ミジーは、ニコルの話す言葉を正確に理解しており、さらにはアイコンタクトで、コントロールすることができるまでになっていた。
極めて従順であり、シカ猟でシカに接近する際の動きなどは、まさに人間が行う「抜き足差し足」を真似たようで驚かされた。
一方、ニコルが好きなあまり、犬小屋での生活が嫌いで、すぐに母屋に入りたがる癖があって、それが愛嬌とも思える。
ミジーの犬小屋は、周囲を2mのフェンスで囲われており、面積は四畳半ほどだろうか。
ニコルが日中留守にする際には、大人しくこのスペースにいるのだが、ニコルが戻ると出入り口を開けるよりも早く、フェンスを軽々と飛び越えてしまうのだ。
フェンス内から脱出すると、あとはニコルの足元から離れようとはしなくなる。
来客があるときには、母屋から犬小屋へと移動させるのだが、ニコルが在宅している限り、その移動は徒労に終わる。

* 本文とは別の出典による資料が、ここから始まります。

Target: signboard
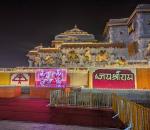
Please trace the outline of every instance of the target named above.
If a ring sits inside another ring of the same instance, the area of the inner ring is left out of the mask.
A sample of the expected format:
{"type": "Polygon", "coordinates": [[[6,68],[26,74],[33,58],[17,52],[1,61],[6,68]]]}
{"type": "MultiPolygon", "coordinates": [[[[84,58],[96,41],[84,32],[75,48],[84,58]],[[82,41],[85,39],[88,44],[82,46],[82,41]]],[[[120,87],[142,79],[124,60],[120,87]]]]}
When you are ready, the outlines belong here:
{"type": "Polygon", "coordinates": [[[133,89],[135,73],[129,69],[98,69],[93,73],[93,88],[133,89]]]}
{"type": "Polygon", "coordinates": [[[11,75],[11,85],[29,86],[29,74],[15,73],[11,75]]]}
{"type": "Polygon", "coordinates": [[[66,69],[36,70],[35,82],[37,87],[64,88],[67,84],[66,69]]]}

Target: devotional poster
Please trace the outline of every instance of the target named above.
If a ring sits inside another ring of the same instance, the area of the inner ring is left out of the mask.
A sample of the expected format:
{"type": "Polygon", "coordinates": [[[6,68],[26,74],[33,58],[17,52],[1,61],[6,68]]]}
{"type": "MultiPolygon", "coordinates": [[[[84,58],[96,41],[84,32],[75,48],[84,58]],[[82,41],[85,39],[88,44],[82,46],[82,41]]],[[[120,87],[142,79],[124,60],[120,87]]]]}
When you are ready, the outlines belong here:
{"type": "Polygon", "coordinates": [[[133,89],[135,69],[98,69],[93,72],[93,88],[133,89]]]}
{"type": "Polygon", "coordinates": [[[27,73],[11,74],[11,85],[15,86],[29,86],[30,76],[27,73]]]}

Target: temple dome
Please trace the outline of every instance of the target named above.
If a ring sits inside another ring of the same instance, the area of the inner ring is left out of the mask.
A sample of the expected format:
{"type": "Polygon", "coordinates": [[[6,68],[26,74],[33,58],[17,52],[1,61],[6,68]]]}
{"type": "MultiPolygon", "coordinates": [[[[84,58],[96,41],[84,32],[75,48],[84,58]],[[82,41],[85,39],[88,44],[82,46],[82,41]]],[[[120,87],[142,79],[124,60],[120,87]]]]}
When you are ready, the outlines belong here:
{"type": "Polygon", "coordinates": [[[67,30],[55,36],[55,40],[60,40],[64,42],[92,42],[96,41],[93,34],[89,34],[76,25],[73,29],[67,30]]]}

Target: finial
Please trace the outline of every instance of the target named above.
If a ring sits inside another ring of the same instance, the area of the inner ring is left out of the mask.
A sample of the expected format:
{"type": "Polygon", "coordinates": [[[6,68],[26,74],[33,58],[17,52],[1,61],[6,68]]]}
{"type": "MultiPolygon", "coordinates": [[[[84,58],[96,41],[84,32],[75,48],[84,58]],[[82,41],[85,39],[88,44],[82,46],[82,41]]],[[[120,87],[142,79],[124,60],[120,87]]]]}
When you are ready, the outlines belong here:
{"type": "Polygon", "coordinates": [[[74,25],[74,28],[77,28],[77,25],[76,25],[76,24],[74,25]]]}

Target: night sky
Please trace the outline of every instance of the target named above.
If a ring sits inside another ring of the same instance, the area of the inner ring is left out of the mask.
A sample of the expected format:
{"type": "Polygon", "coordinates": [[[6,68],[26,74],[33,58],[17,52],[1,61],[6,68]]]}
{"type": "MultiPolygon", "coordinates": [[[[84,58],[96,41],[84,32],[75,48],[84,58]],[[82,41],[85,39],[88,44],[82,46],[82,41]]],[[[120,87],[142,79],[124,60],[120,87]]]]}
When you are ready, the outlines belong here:
{"type": "Polygon", "coordinates": [[[72,29],[92,33],[103,40],[110,18],[129,17],[137,4],[149,0],[13,0],[0,2],[0,67],[27,66],[28,50],[72,29]]]}

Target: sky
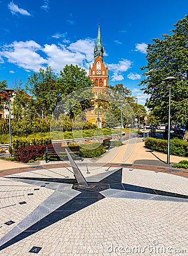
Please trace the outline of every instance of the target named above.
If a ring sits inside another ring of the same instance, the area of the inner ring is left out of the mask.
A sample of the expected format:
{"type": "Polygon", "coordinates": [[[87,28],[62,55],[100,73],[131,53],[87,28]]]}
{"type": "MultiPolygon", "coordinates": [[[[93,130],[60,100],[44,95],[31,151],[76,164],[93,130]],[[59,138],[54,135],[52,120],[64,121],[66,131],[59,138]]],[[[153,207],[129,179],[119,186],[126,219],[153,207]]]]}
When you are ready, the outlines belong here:
{"type": "Polygon", "coordinates": [[[71,64],[88,73],[99,23],[108,85],[123,84],[144,105],[147,44],[187,13],[187,0],[0,0],[0,81],[12,88],[40,68],[58,75],[71,64]]]}

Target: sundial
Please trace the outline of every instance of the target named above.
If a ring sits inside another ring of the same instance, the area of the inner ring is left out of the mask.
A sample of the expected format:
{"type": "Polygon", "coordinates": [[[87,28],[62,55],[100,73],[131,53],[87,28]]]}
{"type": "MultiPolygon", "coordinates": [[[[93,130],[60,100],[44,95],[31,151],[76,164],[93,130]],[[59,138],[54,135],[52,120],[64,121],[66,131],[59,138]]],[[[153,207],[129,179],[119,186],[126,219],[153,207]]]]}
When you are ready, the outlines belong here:
{"type": "Polygon", "coordinates": [[[105,197],[188,201],[188,196],[123,183],[122,168],[85,178],[68,151],[66,154],[75,179],[8,177],[28,184],[43,181],[45,188],[54,192],[1,238],[0,250],[105,197]]]}

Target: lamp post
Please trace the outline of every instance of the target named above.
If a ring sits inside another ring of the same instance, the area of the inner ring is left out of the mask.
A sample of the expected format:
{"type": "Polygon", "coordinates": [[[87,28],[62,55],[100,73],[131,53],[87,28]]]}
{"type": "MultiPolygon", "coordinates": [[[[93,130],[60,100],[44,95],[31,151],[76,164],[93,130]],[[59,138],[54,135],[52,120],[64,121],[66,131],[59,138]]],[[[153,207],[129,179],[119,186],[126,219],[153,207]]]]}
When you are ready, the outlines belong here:
{"type": "Polygon", "coordinates": [[[169,76],[165,78],[164,81],[170,82],[169,83],[169,117],[168,124],[168,151],[167,151],[167,164],[170,164],[170,100],[171,100],[171,87],[173,81],[176,78],[174,76],[169,76]],[[171,83],[170,83],[171,82],[171,83]]]}
{"type": "Polygon", "coordinates": [[[122,104],[124,102],[124,101],[123,100],[119,101],[120,105],[121,105],[121,121],[120,121],[120,141],[121,143],[122,143],[122,104]]]}
{"type": "MultiPolygon", "coordinates": [[[[6,88],[5,91],[7,93],[9,98],[9,146],[10,148],[12,148],[12,139],[11,139],[11,114],[10,114],[10,97],[12,96],[14,90],[12,89],[6,88]]],[[[10,152],[10,157],[12,156],[11,151],[10,152]]]]}

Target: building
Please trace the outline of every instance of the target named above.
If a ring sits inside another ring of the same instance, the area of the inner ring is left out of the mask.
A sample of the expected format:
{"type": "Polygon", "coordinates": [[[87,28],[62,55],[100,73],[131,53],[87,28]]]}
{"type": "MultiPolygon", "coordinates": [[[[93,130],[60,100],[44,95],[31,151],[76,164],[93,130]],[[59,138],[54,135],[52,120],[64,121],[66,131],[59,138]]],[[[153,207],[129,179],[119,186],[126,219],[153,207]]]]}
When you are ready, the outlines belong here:
{"type": "Polygon", "coordinates": [[[94,109],[87,112],[87,121],[96,123],[98,127],[102,127],[103,123],[102,114],[100,113],[99,108],[96,102],[96,99],[100,94],[108,87],[108,68],[103,62],[104,49],[102,46],[100,24],[99,24],[97,42],[94,49],[94,62],[92,67],[90,64],[89,68],[89,79],[94,82],[93,90],[94,93],[94,109]]]}

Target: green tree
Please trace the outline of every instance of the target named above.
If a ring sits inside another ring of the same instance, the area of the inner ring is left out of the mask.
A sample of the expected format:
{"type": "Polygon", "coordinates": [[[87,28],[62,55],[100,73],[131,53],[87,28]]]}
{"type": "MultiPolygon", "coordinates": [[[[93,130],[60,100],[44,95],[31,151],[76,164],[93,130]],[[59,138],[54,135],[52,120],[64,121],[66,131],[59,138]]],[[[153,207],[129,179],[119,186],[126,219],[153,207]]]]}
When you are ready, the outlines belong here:
{"type": "Polygon", "coordinates": [[[39,114],[43,113],[46,120],[52,115],[60,100],[59,89],[56,83],[57,76],[49,67],[45,70],[40,68],[27,80],[26,88],[36,100],[36,108],[39,114]]]}
{"type": "Polygon", "coordinates": [[[7,81],[5,79],[0,81],[0,111],[2,110],[5,103],[5,96],[3,93],[3,90],[7,87],[7,81]]]}
{"type": "Polygon", "coordinates": [[[161,122],[168,119],[169,84],[164,80],[175,76],[172,84],[172,121],[188,123],[188,15],[178,21],[172,35],[162,35],[162,39],[153,39],[149,44],[146,58],[148,64],[141,68],[145,79],[142,89],[150,97],[147,106],[161,122]]]}
{"type": "Polygon", "coordinates": [[[141,104],[136,103],[133,106],[135,118],[137,118],[139,124],[142,124],[144,121],[144,117],[147,115],[147,110],[145,106],[141,104]]]}
{"type": "Polygon", "coordinates": [[[14,93],[12,102],[12,113],[14,118],[32,120],[38,117],[35,101],[23,89],[18,89],[14,93]]]}
{"type": "MultiPolygon", "coordinates": [[[[93,82],[89,80],[85,69],[73,64],[65,66],[63,70],[60,71],[60,76],[57,81],[57,87],[62,98],[80,89],[91,87],[93,84],[93,82]]],[[[81,92],[80,93],[81,93],[81,92]]],[[[75,119],[76,115],[91,106],[89,100],[77,104],[78,95],[75,94],[75,99],[74,95],[72,94],[70,100],[72,103],[75,101],[75,105],[69,112],[69,115],[72,120],[75,119]]],[[[79,97],[81,97],[81,96],[80,95],[79,97]]]]}

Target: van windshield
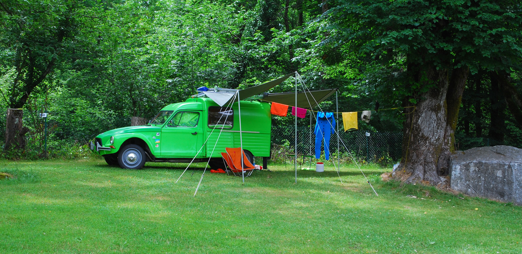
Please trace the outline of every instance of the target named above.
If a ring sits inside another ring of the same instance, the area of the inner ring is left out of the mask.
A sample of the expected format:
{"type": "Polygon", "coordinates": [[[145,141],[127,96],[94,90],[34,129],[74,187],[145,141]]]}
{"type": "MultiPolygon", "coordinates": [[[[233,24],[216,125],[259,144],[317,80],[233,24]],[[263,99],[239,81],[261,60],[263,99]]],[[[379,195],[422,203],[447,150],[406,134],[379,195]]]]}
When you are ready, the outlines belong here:
{"type": "Polygon", "coordinates": [[[169,117],[174,112],[172,110],[162,110],[149,122],[152,124],[163,124],[169,119],[169,117]]]}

帰宅時と同様に、軽々とフェンスを乗り越えて、ニコルの足元へと戻ってしまうのだ。
2mのフェンスを飛び越える跳躍力は想像できなかったので、最初はどこかに抜け穴があるのだろうと松山は思っていたが、実際に飛び越える瞬間を目撃した時の驚きは、犬という生物の概念を打ち破るほどのものだった。
垂直の壁を、まさに駆け上る様子は、それまでに見たことのない犬の姿であった。
運動能力の高さ、服従心など、どれを見てもこれほどのレベルの犬を松山は見たことがなかったが、そのミジーを育て、訓練したニコルから見ても、訓練に対するマルの覚えの早さは優れたものであった。
素材の良さは、先輩犬の成長から見ても、申し分ないものだった。
その後、ムギと競い合うように、またミジーが先輩役として模範を示すことで、2頭の子犬の訓練は順調に進んでいった。